Yes, reader.  It does.

(The gusset was larger than needed, but in the final product I just use the whole thing to avoid waste with better mathing to get the thing fit in properly)

I took apart the panels and reassembled them with run-and-fell stitching.  Here's the progress pics:

The layout.  You don't need any of the measured markings besides the cut lines, unless you're likely to forget which edge of the gussets are which like I do.  Everything else follows from the size of the pieces.

I have the letters here so I can talk about the steps, though.
Yes, this is metric graph paper that I was measuring in inches.  It's still accurate.  Fight me.
This was a single rectangle I promise
Because all the seams are run-and-fell, it will make your life easier to set the seams up so that one seam allowance is longer than the other.  The overlapping order of the fells around the gusset is left as an exercise to the reader.

1. Sew the butt panel point c to front panel point c, and proceed to point d and d'

2. Sew the long edge of each gusset to the butt panel from d to e and d' to e', taking care that the right angle (d) points towards the crotch.

3. By aligning the top of the butt panel to the top of the front panel, you can tell how long of a section you need to sew to attach the two and still fit the point of the gusset, a-e and b-e'.  On me, it was 7".  Sew this up and you have a pair of loose chaps with some interesting flappy bits on the back.


4. Sew the hypotenuse of the gusset to the front panel, from e to f.

5. Before proceeding, verify that both sides of the lower pant seam will meet within a few inches of each other if you sew up the hypotenuse of the gusset.  Some skew is unavoidable (see misalignment of the two f points in the diagram), but if they're off by more than a few inches, you probably put in the gussets upside down.  Ask me how I know!  You could adjust the crotch depth to get these to align exactly if you wanted to, but hemming exists.
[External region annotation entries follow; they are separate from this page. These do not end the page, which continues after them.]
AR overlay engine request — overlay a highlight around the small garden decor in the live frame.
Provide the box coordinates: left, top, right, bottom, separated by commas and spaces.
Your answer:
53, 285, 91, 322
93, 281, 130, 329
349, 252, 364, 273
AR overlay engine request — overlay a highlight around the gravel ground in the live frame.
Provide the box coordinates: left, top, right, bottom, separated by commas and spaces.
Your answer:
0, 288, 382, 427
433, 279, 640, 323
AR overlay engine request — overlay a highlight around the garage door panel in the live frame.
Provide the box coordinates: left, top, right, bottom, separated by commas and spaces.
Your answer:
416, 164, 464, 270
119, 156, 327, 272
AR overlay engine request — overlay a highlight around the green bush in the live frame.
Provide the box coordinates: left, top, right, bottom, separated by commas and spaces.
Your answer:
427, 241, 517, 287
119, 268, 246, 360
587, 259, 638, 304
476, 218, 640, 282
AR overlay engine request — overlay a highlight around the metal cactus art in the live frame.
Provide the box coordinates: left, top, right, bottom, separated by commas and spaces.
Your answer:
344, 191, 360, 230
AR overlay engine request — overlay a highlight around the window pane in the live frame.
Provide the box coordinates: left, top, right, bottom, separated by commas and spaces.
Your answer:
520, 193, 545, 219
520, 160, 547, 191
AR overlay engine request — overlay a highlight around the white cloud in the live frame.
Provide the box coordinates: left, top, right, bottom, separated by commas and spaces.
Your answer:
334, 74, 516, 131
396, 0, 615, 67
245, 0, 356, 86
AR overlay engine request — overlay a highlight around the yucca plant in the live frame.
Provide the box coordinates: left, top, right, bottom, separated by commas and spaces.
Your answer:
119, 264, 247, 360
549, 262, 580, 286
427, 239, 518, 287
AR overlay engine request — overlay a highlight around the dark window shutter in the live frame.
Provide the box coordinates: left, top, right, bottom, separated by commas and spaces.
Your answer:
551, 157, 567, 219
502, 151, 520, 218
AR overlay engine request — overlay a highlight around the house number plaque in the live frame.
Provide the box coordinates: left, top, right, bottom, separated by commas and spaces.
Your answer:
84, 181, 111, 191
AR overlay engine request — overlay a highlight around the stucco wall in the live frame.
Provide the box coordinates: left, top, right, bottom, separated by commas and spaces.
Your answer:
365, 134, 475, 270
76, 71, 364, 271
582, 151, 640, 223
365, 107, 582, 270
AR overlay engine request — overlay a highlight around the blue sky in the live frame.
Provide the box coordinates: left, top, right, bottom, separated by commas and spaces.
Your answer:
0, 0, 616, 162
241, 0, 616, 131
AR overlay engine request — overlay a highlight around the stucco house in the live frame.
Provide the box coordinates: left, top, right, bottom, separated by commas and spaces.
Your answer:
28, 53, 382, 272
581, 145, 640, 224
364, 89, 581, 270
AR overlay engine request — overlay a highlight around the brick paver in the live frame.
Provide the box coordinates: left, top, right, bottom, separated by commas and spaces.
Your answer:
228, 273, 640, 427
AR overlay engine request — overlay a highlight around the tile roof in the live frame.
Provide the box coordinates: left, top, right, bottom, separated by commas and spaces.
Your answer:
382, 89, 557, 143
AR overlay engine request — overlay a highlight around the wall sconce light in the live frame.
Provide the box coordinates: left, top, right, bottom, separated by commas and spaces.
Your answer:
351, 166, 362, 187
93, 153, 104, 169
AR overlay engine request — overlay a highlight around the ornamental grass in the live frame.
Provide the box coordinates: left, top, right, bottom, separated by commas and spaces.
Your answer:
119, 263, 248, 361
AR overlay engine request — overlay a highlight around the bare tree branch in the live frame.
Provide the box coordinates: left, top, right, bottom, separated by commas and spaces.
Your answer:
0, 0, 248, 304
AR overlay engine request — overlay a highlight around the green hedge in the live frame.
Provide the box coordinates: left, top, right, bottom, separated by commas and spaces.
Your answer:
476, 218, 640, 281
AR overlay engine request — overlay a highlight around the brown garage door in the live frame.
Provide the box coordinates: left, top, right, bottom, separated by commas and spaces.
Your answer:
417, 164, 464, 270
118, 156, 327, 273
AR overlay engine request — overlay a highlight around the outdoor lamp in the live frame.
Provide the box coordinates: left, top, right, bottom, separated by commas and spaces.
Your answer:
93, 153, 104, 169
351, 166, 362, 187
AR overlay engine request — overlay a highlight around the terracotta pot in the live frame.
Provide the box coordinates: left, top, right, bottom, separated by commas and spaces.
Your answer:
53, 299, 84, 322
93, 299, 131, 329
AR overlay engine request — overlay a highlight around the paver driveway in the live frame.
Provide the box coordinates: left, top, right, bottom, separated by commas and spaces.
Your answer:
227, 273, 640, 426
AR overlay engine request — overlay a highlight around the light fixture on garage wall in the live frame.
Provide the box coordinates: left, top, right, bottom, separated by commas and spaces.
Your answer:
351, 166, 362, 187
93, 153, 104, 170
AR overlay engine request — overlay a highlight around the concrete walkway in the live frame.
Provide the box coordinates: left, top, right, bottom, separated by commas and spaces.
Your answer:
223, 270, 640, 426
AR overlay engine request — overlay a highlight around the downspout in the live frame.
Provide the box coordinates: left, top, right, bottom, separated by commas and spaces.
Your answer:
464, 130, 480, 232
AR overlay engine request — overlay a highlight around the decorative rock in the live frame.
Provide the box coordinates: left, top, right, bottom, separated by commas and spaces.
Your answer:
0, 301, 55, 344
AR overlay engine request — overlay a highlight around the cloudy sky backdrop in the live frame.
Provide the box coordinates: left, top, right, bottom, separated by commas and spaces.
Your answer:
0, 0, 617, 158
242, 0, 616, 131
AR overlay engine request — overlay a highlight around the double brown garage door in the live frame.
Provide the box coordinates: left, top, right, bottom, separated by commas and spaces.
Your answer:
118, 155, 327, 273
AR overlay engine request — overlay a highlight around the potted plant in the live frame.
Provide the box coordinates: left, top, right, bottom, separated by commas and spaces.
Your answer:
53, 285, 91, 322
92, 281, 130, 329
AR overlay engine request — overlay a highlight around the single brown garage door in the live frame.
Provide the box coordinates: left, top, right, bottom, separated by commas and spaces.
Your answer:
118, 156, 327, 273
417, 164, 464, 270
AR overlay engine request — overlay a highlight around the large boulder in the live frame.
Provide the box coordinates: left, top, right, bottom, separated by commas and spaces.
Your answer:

6. Fell the hypotenuse of the gusset.

7. Sew the remaining, short edge of the gusset to the front panel, from d to f and d' to f'.  Check the fit.

8. Sew the lower pant legs together as far as you want to.

9. Fell the rest of the seams.  Leaving c-d-f-cuff for last worked nicely for me.

10. Consider the top of the pants and how you want to finish them.  I didn't want to deal with belt loops, so I did a fine rolled hem to add stiffness and some strength, then folded that over once to form a 1/4" tube, made some whipcord out of linen tablet weaving warp I had lying around, and threaded that through as a drawstring.  Alllmost too short but it'll do.

11. Finish the lower legs however you want, hemming them to the right length.  I'm probably going to do a rolled hem on the slit and either add ties, or just use straps to keep them shut.  If I wear these under leg wraps they don't even need that.

Final thoughts:


Footnotes
1 with underwear, please
2 the pants are mounted in a way that prevents reexamination of the details.
3 the astute reader will note that this means I added seam allowances vertically but not to the direction that goes around the legs.  I wound up sewing very small seam allowances and they're tight on my calves, but skinny jeans are in, so whatever.
4 I didn't do this when I was reassembling, and had to take it out.  After felling!  Ugh.